Thursday, March 5, 2015

Volcán Villarica in happier days

The images and videos I saw this week of the eruption of the Villarica volcano, with flames shooting into the air and red-hot lava pouring down the slopes, brought back memories of our family's hike to the crater of the then-dormant volcano during a vacation to Chile over the school winter holidays period in 2005-2006.  It was one of the great outdoors experiences we have had together, hiking from about 6000 feet to near the 9350 foot summit, then coming down partly on foot, partly sliding on our butts.

We came to the area by an overnight bus from Santiago, where we were staying with family members who were teaching in a local school, to the village of Villarica.  There we signed on with a guiding company that would help us get to the top of the mountain.  The guides supplied us with snowsuits, in which we posed together before setting off for our adventure
We were given the option of walking from the bottom of the ski-lift, but we opted to take the ski-lift for about the first thousand feet of elevation gain, then started walking up the rocky slope.  Within less than half an hour, we reached the bottom of the snow line
Although the party started out all together, the younger ones quickly got out ahead, while us older folks labored upwards in the company of the more patient guides.  There were fine views along the way up, and I was glad to take the chance to pause to take photos.  Below is our guide, with Lago Villarica on the left, the village of Pucon in the center foreground, and several other snow-capped volcanoes in the distance

And here is a view of other hikers above us (there were several different groups on the mountain), and the puffing from the crater above them.

The snowy path was really pretty icy, and sometimes it seemed I would slide back almost as far as I had stepped forward.  Occasionally I would give voice to my frustration and alarm, and the guide finally told me to get a grip or he was going to head to the bottom with me.  But I calmed down a bit and we kept trudging toward the top.
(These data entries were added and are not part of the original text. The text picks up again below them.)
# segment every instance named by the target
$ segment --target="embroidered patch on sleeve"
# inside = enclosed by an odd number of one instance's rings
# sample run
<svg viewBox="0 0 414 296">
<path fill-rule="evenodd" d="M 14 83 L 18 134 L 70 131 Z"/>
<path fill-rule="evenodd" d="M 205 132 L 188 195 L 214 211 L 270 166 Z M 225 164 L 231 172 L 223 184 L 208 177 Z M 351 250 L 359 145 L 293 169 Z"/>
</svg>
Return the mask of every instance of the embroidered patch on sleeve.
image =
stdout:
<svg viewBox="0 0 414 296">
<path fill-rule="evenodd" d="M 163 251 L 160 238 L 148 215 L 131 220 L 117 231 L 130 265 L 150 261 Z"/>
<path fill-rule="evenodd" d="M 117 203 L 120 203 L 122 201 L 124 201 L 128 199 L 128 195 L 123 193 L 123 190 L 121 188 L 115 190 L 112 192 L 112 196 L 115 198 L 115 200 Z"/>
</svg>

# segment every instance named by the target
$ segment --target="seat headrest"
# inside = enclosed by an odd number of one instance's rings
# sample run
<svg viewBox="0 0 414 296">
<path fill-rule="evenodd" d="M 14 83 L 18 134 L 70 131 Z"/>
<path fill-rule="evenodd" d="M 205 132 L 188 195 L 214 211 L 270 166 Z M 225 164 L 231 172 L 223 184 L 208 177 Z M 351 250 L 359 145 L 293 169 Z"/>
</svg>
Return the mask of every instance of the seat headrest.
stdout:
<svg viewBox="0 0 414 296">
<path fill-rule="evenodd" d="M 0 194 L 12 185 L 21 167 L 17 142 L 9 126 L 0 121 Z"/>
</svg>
Sometimes, instead of gentle white smoke/steam coming from the top, we would see a more ominous brown puff. 
We were told that this reflected the dust coming up from a landslide within the crater.  And at one point we could see some rocks, including a very large boulder, bounding down mountain.  The guides were all in touch with each other and the hikers were shepherded along paths toward the other side of the slope up the mountain side.  Excitement!

Here is Nancy pausing to look up just before we did the last couple hundred feet of elevation game to the summit -- or, at least, the part of the summit that we would be reaching, at the lip of the crater.
Finally, we were at the top; we could look down into the crater, and across the crater to the summit ridges.

In the crater, we could see a bright red hole containing lava, and sometimes there would be flickers of flaming lava being tossed into the air

When it was time to head down, the trip went much more quickly than coming up -- to some extent it was almost like cross-country skiing along the paths.  But the best part were the chutes that connected some of the paths.  And on this mountain, it is not only OK, but downright expected to cut the switchbacks, coming down the shoots on our rear ends.  This is why we needed those snow suits.

We got back to Villarica town by late afternoon, whence we could look over the rooftops to the mountain looming on the other side of the lake.
Even though Villarica is on the other side of the lake from the volcano, I understand that the town has also been evacuated.